Impacto na economia gig e direitos do consumidor
A decisão da Senacon de processar iFood e Keeta por falta de transparência representa um marco significativo para a economia gig no Brasil. O setor, caracterizado pela flexibilidade e pela atuação de milhões de trabalhadores independentes, tem sido alvo de crescentes debates sobre condições de trabalho, remuneração e direitos dos consumidores. A exigência de maior transparência das plataformas não só fortalece a posição dos consumidores, que terão mais informações para suas escolhas, mas também dos entregadores e motoristas, que poderão compreender melhor a composição de seus ganhos.

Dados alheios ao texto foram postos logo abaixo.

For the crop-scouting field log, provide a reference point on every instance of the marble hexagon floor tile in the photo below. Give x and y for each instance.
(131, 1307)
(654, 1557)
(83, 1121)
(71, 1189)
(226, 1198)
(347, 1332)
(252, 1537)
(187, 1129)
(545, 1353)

Este movimento regulatório sinaliza uma tendência global de governos buscando equilibrar a inovação tecnológica com a proteção social e o consumo consciente. Ao insistir na Portaria nº 61, o Brasil se alinha a outros países que já buscam regulamentar de forma mais robusta as operações das plataformas digitais, promovendo um ambiente de negócios mais ético e responsável. A pressão para a transparência pode levar a mudanças profundas na forma como esses serviços são precificados e comunicados ao público.
A batalha legal entre a Senacon e as gigantes da entrega destaca a tensão entre o modelo de negócios das plataformas e as demandas por maior accountability e justiça. O resultado desses processos não apenas determinará o futuro de iFood e Keeta em relação à transparência, mas também poderá moldar o cenário regulatório para todo o ecossistema de serviços por aplicativo no país, reforçando a importância do Código de Defesa do Consumidor na era digital.